Светлый фон

— Как поживает твоя мама?

Лика не отвечала, лишь слышна была в трубке какая–то возня.

— Ты на меня обижена?

— Нет.

— А я–то подумал, может обиделась?

Тут я вспомнил свое вчерашнее посещение Марины Стефанны — целую вечность назад это было! — мой поединок с гадюкой… Как ловко мне удалось установить, что художник Смирнов — отец Лики! Все–таки бедная она девочка…

— А ты знаешь, — сказал я, хватаясь за эти воспоминания, — я ведь вчера был у твоей матери, и мы говорили о дяде Саше. Все–таки, какой он был замечательный человек!

Лика все молчала, а я, хоть и чувствовал фальшь своего положения, все–равно продолжал:

— Я так часто вспоминаю его картины, особенно одну: натюрморт с кувшином и рыбами. Куда, кстати, они подевались?

Опять никакого ответа, а я ведь и действительно часто вспоминал этот натюрморт — поверь мне, читатель, — но продолжаю:

— И еще вспоминал твой портрет. Мне вначале показалось, что ты — совсем там не ты, а что–то, может быть, другое… я подумал, что это какое–нибудь пророчество, и потом, действительно, ты стала на него похожа, после подземелий… помнишь наши разговоры? — поспешил я добавить, — когда еще я твой сон толковал…

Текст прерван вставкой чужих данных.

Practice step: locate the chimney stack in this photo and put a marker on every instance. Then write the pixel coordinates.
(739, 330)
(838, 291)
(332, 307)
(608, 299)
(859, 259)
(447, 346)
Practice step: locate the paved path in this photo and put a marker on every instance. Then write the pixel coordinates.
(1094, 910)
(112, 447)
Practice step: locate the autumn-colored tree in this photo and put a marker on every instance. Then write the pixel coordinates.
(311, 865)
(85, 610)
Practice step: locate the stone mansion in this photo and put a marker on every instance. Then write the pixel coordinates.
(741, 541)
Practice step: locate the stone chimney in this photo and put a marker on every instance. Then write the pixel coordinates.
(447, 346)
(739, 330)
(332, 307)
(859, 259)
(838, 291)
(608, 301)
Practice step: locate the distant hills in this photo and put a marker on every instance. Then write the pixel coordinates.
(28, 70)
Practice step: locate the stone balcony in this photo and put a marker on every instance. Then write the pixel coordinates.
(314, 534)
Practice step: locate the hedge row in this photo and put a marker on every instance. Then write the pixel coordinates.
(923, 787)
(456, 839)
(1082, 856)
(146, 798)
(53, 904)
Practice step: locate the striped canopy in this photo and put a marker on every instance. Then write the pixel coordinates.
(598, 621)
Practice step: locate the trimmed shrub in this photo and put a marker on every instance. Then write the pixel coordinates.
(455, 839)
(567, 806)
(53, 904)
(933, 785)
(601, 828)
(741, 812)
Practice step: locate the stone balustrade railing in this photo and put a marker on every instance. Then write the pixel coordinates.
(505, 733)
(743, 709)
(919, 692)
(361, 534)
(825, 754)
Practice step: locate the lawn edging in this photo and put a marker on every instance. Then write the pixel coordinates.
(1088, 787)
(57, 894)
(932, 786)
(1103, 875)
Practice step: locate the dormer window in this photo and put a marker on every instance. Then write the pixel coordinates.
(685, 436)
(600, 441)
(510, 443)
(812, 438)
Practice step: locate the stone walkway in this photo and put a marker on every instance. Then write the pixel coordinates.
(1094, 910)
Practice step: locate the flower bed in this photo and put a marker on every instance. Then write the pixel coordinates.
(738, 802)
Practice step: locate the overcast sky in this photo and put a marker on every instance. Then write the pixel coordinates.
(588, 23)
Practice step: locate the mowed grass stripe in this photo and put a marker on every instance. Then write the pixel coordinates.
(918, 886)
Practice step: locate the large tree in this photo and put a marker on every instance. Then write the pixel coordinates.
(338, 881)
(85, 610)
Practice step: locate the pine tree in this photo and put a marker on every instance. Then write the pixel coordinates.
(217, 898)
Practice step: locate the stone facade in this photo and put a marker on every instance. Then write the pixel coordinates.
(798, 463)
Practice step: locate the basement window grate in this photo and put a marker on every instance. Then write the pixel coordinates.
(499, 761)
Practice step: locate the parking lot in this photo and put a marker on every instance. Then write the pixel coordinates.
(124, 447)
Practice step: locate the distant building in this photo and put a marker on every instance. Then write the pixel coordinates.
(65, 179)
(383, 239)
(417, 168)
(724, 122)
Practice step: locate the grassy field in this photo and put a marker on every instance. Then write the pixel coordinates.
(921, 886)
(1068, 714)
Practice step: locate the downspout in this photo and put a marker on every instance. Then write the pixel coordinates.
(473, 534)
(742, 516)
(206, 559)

Лика молчала. что со мной!? — корил я себя, — что за дурацкий намек. Не намек, так: усталость какая–то… Я чувствовал себя после этой игры с одной стороны на подъеме, а с другой — был как–то рассеян, очень слабо контролировал себя и, чтоб еще чего–нибудь не сболтнуть, стал говорить о том, как мне хотелось бы снова увидеть эти картины:

— Я ведь еще не видел ту последнюю картину, над которой он работал, когда умер. Видел эскизы, но ведь это совсем не то… Говорят, там даже другая композиция…

Говоря эту чушь, я вдруг вспомнил Смирнова — я как бы увидел его лицо, его глаза, его лысый череп и мне показалось, что он немного похож на Бенедиктова — своей массивностью что ли? Я вспомнил также его ухмылку, его мягкую манеру говорить, которая передалась и Лике.

— Лика, — сказал я, — ты меня слышишь? Ты очень похожа на дядю Сашу. Как родная дочь!

Но она ничего не ответила. Я был удивлен и постарался так же представить себе и лицо Лики. А ведь точно: они очень похожи. В моем воображении Лика снова незаметно перелилась в Смирнова — он стоял в своей мастерской среди эскизов к той последней картине, которую я так и не видел. Я вспоминал этих чудовищ, подползающих к младенцам, эти обреченно поднятые руки, это сладострастие зла. Откуда все это могло взяться в Смирнове, в этой овце, которая, наверное, и мухи–то не обидела за всю свою жизнь? А ведь я был уверен: чтобы все это так изобразить, самому надо пережить нечто подобное; самому стать младенцем и зверем, вроде Бенедиктова; самому взять в себя это зло: стоять перед мольбертом со сладострастно выгнутой спиной, понять чудовище, стать им.